I will start counting down now until someone gets upset that I said that...

It makes no difference when using a mortise chisel. If you are the type who like to spend an hr on a single mortise by drilling and paring then a double gauge is needed for consistent layout lines.

Again start the count down because I believe very few realize drilling is a time killer and waste of energy.


----------



## Billy De (Jul 19, 2009)

Either way you must be certain to reference the face side in all instances of marking.

Preach the word brother face side, face edge.


----------



## calwilliams63 (Dec 17, 2008)

Firemedic, I actually live about 25 minutes from Alf and have met him numerous times and have even been out to his shop. He is another great guy I have met while going to MASW. As far as the M&Ts go, I took Marc Adams' joinery class 3 or 4 years ago and we cut M&Ts about every way that you could imagine. I by no means am an expert but I did learn the way I like to cut my mortises and that's at the mortiser  I own a woodworking business and build custom cabinets and furniture so a lot of what I do I can just use my Domino for speed sake since time is money. Marc Adams always says "layout is everything" and that's the truth. You can cut M&Ts anyway you want as long as you have them laid out properly. I'm sure Alf would frown upon it if I were to bring my Domino to class. Lol!!! This being a period piece of furniture though I really want to construct it with traditional joinery anyhow. Back to the mortising gauge I was just kinda curious as to which one most people like to use. I like the idea of being able to scribe both sides of the mortise at the same time so I'll probably buy the Veritas one.


----------



## rb61 (Nov 25, 2013)

[/QUOTE]I think this one is interesting. I do not own this, but it looks handy to be able to mark both sides of the mortise in one pass.

http://www.leevalley.com/US/Wood/page.aspx?p=67466&cat=1,42936[/QUOTE]


Instruction sheet states that user should cut one line at a time. 

I really like this tool, but set up for mortises requires that the user clamp the mortise chisel to a surface to adjust mortise width. I am sure I will find a way to streamline the process.


----------



## Wema826 (Jul 22, 2012)

firemedic said:


> Great, that should be an excellent class. I have not met the man but John, Wema826, has been to his shop a few times and told me all about it in an excited little school girl tone, lol... sorry John, your cover is blown.
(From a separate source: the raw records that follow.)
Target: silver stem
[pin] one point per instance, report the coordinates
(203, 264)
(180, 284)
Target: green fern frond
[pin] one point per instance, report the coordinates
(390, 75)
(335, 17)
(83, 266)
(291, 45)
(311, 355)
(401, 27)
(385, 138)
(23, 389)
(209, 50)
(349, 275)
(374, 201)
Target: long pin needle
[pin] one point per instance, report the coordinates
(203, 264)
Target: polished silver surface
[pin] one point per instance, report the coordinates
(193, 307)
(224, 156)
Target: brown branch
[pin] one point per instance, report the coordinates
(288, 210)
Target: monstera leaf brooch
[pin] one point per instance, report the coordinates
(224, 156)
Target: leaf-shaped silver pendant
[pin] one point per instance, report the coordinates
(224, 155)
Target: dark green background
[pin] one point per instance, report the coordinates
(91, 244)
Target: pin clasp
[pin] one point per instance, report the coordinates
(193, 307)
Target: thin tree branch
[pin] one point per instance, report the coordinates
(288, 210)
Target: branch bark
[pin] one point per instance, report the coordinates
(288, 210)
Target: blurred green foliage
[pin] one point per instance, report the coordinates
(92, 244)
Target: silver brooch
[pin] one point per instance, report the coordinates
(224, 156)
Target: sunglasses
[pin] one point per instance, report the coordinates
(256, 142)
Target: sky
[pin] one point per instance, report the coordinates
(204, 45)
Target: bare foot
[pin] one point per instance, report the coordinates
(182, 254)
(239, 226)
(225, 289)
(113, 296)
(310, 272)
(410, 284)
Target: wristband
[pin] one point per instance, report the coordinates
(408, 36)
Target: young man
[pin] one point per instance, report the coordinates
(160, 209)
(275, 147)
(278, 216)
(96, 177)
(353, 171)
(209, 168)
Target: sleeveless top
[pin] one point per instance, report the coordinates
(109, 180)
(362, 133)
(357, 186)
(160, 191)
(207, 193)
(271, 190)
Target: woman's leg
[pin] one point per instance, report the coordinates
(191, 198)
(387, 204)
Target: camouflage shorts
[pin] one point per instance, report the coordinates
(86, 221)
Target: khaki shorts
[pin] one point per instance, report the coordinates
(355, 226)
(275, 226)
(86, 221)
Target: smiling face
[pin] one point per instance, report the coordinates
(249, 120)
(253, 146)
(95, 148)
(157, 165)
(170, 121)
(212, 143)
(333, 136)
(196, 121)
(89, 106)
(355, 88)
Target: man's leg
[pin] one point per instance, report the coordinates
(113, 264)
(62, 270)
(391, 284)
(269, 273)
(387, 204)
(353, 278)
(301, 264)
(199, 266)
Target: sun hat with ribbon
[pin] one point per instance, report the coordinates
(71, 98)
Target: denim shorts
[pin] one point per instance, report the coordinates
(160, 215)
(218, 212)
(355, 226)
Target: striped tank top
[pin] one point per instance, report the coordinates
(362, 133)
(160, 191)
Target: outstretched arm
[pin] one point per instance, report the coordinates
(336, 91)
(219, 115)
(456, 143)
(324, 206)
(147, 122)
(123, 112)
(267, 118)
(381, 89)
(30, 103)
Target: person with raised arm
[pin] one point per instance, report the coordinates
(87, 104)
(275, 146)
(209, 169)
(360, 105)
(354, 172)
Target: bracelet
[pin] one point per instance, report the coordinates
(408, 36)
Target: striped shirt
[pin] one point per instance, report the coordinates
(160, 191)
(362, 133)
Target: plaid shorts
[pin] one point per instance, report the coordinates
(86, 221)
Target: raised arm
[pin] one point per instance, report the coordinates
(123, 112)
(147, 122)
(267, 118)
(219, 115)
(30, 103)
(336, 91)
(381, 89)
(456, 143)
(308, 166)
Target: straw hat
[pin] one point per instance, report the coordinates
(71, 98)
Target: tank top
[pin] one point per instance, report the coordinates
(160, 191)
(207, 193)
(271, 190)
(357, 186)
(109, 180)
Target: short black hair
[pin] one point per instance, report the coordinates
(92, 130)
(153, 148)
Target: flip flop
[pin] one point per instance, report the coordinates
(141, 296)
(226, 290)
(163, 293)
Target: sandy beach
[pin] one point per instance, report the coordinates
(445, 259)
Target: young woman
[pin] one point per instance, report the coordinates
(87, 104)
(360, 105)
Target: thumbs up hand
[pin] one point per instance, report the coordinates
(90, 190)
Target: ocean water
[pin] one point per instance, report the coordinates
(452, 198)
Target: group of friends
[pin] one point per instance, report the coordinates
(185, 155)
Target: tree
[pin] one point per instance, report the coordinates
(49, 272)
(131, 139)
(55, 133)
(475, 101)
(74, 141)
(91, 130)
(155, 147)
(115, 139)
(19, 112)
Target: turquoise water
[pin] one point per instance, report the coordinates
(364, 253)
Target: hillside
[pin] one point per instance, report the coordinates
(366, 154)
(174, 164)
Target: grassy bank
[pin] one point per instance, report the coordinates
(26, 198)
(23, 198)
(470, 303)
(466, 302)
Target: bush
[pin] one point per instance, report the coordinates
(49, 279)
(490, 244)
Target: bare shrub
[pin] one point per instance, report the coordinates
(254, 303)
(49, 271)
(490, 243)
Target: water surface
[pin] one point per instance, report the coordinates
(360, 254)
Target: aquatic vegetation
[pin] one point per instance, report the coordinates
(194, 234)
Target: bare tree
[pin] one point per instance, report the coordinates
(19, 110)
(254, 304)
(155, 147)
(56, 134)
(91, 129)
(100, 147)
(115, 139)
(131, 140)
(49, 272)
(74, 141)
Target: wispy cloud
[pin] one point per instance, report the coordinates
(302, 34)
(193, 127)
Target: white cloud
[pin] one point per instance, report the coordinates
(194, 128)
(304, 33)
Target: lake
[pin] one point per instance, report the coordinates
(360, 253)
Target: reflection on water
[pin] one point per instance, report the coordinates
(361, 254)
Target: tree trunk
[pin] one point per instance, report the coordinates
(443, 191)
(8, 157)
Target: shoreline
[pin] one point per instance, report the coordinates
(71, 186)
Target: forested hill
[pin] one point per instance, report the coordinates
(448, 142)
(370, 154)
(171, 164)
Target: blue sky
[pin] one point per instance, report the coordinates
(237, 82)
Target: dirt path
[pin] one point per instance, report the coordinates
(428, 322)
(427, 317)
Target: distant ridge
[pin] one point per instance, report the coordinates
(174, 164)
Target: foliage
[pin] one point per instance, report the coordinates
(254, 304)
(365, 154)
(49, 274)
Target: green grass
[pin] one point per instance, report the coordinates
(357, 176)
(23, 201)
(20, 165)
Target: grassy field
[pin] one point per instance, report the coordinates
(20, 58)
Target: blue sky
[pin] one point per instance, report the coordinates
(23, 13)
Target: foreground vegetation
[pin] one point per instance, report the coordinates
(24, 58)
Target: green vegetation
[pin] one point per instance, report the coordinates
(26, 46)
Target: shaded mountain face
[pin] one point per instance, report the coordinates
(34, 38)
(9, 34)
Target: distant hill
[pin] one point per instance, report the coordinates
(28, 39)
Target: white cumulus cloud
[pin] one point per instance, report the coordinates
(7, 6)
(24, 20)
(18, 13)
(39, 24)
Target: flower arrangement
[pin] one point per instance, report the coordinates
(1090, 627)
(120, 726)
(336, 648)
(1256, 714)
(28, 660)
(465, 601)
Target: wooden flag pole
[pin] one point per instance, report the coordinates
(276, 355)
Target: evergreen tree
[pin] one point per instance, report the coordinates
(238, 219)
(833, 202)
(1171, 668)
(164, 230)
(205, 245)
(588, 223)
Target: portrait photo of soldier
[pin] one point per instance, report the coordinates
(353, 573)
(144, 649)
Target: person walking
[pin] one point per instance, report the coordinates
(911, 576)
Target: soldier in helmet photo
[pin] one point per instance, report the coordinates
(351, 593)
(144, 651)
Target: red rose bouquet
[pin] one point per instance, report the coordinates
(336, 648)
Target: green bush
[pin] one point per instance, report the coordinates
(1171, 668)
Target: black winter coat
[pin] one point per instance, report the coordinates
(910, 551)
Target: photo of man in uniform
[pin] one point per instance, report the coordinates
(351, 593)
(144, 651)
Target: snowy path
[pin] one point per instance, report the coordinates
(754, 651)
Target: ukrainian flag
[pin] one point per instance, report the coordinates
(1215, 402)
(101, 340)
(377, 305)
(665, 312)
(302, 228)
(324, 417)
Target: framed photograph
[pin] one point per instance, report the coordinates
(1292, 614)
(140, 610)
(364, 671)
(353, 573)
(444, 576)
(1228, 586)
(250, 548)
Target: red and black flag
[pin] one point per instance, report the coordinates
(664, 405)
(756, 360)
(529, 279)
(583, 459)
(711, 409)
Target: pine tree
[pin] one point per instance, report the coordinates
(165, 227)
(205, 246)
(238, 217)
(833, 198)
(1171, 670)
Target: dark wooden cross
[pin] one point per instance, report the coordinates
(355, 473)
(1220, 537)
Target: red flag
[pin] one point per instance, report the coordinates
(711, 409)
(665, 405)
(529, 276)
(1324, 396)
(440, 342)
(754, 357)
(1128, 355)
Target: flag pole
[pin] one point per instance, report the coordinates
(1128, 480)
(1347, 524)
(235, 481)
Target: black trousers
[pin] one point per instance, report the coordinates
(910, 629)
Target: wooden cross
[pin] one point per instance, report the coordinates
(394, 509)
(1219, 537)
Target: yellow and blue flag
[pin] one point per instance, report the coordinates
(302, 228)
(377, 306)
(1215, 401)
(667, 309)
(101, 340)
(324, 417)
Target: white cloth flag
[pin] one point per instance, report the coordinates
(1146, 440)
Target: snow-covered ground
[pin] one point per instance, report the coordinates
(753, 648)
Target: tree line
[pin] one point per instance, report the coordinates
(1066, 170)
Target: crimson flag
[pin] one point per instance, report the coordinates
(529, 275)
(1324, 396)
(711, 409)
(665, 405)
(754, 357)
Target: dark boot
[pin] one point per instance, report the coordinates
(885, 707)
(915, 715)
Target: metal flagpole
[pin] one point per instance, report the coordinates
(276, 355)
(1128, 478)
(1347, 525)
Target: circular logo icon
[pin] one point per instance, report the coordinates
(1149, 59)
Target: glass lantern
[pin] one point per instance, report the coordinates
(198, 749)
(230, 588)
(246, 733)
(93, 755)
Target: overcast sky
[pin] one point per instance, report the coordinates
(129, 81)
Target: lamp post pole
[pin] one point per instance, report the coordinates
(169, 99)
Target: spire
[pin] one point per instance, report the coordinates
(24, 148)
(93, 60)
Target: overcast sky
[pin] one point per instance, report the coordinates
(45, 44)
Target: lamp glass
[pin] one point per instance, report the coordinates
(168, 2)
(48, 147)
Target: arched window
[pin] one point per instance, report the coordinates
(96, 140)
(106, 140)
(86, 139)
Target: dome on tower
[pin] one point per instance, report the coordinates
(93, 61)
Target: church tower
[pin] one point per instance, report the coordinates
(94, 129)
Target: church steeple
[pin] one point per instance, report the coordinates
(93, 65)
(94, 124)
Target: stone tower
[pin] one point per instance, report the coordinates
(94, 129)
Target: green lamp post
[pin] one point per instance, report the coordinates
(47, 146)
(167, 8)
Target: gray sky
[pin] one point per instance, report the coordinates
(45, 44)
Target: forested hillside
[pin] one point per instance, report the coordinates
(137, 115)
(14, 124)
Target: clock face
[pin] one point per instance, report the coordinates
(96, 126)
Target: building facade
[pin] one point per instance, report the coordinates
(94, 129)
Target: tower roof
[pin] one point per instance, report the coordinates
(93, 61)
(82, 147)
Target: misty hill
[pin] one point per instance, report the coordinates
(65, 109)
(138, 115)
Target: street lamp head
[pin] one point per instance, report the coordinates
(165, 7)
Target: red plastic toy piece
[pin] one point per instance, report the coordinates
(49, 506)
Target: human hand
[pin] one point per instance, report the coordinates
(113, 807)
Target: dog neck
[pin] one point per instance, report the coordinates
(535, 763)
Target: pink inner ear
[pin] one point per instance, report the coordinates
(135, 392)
yeah yeah yeah, Alf is a great man. His lumber supply is what gave me the school girl grins tho..... my god that man has some serious wood!!!


----------



## Wema826 (Jul 22, 2012)

Cal you must be in my neck of the woods so to speak. Where ya located? I live in Carthage / Gordonsville Area.


----------



## calwilliams63 (Dec 17, 2008)

Wema826 said:


> Cal you must be in my neck of the woods so to speak. Where ya located? I live in Carthage / Gordonsville Area.


Yeah, that's not to far from me. I live in Murfreesboro.


----------



## calwilliams63 (Dec 17, 2008)

Wema826 said:


> yeah yeah yeah, Alf is a great man. His lumber supply is what gave me the school girl grins tho..... my god that man has some serious wood!!!


Hahahahaha........ Lol!!!


----------



## firemedic (Dec 26, 2010)

Wema826 said:


> yeah yeah yeah, Alf is a great man. His lumber supply is what gave me the school girl grins tho..... my god that man has some serious wood!!!


:laughing:


----------